Le mécanisme que vous proposez est grossier et mal élaboré. C'est une « herse », avec une situation de blocage en amont et une obligation en aval. Chacun doit pouvoir conserver le droit de partir à la retraite à 60 ans – ce n'est pas une obligation – compte tenu de son parcours professionnel, de sa durée de cotisation et des droits qui lui auront été reconnus par ailleurs, au titre notamment de la pénibilité.
On pourrait peut-être comprendre le relèvement de l'âge légal, s'il s'accompagnait d'un véritable effort sur la pénibilité ou les carrières longues. En le faisant coïncider avec l'allongement de la durée de cotisation et un dispositif sur la pénibilité particulièrement restrictif, vous faites porter le poids de votre réforme surtout sur les catégories concernées par ces dispositifs.
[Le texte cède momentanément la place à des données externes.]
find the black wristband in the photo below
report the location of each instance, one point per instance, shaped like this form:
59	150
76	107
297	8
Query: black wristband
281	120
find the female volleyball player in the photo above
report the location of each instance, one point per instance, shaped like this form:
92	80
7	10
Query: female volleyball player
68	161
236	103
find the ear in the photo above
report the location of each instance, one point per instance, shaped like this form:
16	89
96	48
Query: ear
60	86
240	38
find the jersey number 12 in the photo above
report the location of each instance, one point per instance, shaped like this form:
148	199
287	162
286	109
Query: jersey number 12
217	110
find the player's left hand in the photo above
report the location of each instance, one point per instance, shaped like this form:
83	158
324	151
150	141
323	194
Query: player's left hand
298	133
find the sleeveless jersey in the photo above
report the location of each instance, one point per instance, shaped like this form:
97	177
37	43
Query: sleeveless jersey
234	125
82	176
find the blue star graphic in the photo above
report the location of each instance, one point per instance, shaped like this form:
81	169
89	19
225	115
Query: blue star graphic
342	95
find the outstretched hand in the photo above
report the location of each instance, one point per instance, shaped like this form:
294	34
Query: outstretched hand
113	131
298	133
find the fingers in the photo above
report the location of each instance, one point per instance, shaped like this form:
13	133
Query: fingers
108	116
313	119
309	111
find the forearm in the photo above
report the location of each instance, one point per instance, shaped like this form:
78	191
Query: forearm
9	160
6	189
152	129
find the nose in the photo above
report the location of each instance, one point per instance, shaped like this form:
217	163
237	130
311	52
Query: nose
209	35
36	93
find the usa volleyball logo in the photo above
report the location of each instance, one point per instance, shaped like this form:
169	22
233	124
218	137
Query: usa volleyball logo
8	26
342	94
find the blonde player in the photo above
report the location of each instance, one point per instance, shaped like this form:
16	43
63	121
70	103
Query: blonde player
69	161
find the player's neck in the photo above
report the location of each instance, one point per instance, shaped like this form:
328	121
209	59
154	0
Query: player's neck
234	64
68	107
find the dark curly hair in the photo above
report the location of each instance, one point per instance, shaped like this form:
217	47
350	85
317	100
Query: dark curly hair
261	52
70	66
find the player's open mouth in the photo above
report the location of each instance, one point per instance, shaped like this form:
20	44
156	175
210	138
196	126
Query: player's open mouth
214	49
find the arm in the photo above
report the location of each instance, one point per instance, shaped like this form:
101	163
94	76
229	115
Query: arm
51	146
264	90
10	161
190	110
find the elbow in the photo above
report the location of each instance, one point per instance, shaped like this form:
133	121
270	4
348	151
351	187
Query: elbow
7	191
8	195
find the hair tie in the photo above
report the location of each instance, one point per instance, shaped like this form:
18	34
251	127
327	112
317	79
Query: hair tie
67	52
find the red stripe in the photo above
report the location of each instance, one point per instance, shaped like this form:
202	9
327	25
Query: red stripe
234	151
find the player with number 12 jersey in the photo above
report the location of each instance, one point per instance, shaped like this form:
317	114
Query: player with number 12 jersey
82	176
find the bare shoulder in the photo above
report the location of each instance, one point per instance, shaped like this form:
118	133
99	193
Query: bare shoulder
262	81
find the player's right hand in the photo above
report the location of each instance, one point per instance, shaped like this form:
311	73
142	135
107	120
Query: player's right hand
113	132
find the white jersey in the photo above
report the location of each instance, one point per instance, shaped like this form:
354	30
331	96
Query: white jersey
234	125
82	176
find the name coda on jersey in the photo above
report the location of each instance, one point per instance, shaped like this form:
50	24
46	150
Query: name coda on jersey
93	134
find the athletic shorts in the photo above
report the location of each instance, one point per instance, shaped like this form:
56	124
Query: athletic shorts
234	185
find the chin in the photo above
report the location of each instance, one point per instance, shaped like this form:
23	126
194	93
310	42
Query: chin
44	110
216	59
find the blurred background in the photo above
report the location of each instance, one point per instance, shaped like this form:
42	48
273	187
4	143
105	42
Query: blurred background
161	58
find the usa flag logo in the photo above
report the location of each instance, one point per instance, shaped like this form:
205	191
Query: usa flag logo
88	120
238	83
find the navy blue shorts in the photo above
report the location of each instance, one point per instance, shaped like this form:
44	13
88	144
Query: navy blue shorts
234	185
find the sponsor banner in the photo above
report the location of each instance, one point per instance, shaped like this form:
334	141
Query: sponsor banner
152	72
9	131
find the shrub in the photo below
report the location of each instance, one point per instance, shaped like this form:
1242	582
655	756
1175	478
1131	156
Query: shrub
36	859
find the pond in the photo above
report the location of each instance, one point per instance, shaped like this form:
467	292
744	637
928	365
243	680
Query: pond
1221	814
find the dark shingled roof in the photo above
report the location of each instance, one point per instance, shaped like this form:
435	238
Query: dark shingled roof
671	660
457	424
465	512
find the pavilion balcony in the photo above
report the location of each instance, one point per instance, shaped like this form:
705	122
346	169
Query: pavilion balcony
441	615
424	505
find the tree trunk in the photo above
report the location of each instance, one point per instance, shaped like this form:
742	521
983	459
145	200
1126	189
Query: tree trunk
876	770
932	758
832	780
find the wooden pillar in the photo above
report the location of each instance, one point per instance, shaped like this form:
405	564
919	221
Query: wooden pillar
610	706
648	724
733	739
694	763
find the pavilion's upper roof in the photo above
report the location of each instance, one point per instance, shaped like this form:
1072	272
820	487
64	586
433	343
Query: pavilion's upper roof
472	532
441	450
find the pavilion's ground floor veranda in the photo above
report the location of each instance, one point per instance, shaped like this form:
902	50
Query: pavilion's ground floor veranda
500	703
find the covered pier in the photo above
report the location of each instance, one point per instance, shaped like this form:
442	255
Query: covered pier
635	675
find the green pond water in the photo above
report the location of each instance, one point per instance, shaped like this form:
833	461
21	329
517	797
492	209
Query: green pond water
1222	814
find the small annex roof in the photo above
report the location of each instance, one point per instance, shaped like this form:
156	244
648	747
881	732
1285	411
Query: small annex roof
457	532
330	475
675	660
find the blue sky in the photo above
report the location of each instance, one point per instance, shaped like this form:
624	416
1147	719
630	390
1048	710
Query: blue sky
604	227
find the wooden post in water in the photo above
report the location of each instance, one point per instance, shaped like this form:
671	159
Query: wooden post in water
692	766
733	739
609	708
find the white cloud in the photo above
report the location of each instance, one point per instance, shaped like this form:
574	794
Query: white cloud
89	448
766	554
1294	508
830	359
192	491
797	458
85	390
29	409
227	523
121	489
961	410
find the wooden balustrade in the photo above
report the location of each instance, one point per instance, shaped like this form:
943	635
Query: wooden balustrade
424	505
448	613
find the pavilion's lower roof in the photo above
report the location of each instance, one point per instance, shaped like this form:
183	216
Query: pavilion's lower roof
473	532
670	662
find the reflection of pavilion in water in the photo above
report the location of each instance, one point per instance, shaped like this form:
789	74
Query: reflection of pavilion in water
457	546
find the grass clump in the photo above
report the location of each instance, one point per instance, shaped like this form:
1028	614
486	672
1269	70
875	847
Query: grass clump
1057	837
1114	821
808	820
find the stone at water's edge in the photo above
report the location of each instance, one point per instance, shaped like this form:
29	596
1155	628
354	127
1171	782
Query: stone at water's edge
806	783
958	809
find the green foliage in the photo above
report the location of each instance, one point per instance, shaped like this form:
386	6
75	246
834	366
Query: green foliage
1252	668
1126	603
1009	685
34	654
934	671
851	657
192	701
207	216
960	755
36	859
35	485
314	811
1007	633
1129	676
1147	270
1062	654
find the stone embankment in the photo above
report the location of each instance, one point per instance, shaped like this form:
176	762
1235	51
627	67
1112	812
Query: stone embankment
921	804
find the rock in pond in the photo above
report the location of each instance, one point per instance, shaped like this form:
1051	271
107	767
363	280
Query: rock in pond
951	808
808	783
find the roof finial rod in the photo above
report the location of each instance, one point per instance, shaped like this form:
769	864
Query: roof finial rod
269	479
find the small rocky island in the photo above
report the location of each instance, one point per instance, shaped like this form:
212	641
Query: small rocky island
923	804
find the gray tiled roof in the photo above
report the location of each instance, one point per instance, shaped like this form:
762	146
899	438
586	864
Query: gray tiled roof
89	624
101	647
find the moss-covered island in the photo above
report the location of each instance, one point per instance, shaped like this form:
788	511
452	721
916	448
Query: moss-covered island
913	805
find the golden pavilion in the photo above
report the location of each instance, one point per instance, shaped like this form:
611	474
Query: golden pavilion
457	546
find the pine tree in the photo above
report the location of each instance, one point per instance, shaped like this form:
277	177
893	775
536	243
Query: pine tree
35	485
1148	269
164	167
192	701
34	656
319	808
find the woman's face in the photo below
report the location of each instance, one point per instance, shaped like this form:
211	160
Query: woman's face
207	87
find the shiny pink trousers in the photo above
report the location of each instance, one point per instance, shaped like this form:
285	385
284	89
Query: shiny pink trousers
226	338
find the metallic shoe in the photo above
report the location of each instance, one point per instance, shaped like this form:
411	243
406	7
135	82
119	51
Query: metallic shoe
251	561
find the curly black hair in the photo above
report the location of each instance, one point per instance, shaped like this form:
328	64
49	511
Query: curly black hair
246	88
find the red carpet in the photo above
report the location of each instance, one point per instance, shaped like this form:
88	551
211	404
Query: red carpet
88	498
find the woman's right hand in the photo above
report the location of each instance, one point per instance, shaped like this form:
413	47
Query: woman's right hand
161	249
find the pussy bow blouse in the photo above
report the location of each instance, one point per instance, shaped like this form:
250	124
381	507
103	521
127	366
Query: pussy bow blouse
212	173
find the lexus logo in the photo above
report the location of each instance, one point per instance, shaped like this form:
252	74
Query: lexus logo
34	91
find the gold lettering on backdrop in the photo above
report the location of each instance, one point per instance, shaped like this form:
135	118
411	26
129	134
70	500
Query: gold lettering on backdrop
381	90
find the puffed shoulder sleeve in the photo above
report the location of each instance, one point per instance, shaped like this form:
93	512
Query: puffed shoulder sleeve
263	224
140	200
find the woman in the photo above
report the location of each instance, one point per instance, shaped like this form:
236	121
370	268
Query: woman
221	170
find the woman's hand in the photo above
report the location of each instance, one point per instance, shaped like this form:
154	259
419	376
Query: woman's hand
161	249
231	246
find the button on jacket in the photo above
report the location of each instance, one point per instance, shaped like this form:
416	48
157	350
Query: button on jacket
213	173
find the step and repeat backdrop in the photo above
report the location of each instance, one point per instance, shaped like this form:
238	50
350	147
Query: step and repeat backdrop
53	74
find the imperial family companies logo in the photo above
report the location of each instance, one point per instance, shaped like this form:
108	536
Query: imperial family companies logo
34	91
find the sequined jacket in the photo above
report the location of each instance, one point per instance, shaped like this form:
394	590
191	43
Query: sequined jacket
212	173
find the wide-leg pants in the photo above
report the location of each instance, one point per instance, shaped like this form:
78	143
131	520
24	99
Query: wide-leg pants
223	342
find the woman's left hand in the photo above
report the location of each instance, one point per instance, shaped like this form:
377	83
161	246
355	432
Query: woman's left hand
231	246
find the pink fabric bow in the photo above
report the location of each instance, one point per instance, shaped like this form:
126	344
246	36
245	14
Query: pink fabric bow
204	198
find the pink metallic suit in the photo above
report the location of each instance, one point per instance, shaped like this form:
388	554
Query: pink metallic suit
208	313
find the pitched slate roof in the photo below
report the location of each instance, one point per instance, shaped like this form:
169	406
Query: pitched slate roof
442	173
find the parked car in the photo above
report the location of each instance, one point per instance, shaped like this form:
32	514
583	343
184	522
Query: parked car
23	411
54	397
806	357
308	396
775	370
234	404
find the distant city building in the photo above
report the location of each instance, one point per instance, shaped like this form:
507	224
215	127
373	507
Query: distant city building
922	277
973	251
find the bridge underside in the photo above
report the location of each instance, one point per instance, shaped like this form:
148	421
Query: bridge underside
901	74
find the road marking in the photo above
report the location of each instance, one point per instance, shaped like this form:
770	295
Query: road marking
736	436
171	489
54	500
On aurait pu maintenir l'âge légal de départ à 60 ans, tout en le faisant varier en fonction de l'espérance de vie par catégorie socioprofessionnelle. Cette solution, plus juste que la vôtre, aurait permis la mise en place d'un système en comptes notionnels. L'âge de départ de chaque cotisant, dès lors que celui-ci aurait fait le plein de droits, serait calculé en fonction de sa durée de vie espérée. Vous préférez imposer un âge qui ne tiendra pas compte des situations personnelles. Une autre option aurait été d'en revenir à la loi votée alors que M. Jacques Chirac était Premier ministre et qui avait créé, outre l'autorisation administrative de licenciement, un dispositif particulier pour toute une série de métiers pénibles, permettant de partir avant l'âge légal – 65 ans à l'époque – dès lors que certaines conditions d'activité étaient remplies. Voilà un correctif légitime et juste au dispositif de l'âge légal.
Votre système, lui, s'applique avec brutalité sans prendre ces différentes réalités en compte. L'explication en est que votre seule préoccupation, de bien court terme, est financière. Or, c'est une préoccupation de justice qui devrait primer, et c'est sur cette base qu'il faudrait trouver les aménagements financiers nécessaires, ce qui nous paraît possible sous réserve d'une vision globale du financement de nos comptes sociaux.
On ne nous parle que du déséquilibre des comptes des retraites. Mais comment se mettre d'accord sur un niveau de prélèvements obligatoires acceptable pour financer les retraites sans considérer aussi le besoin de financement des autres volets de notre système de protection sociale, à commencer par la santé, puisqu'on sait bien que les réformes de ces dernières années n'ont pas produit les effets attendus ?
Ainsi, le débat est entièrement biaisé. Il convient en conséquence de revenir au fond : il faut clarifier les conditions de départ à la retraite, l'âge de 60 ans étant la meilleure protection dont on dispose aujourd'hui, faute de précision sur les mécanismes de pénibilité et de carrières longues.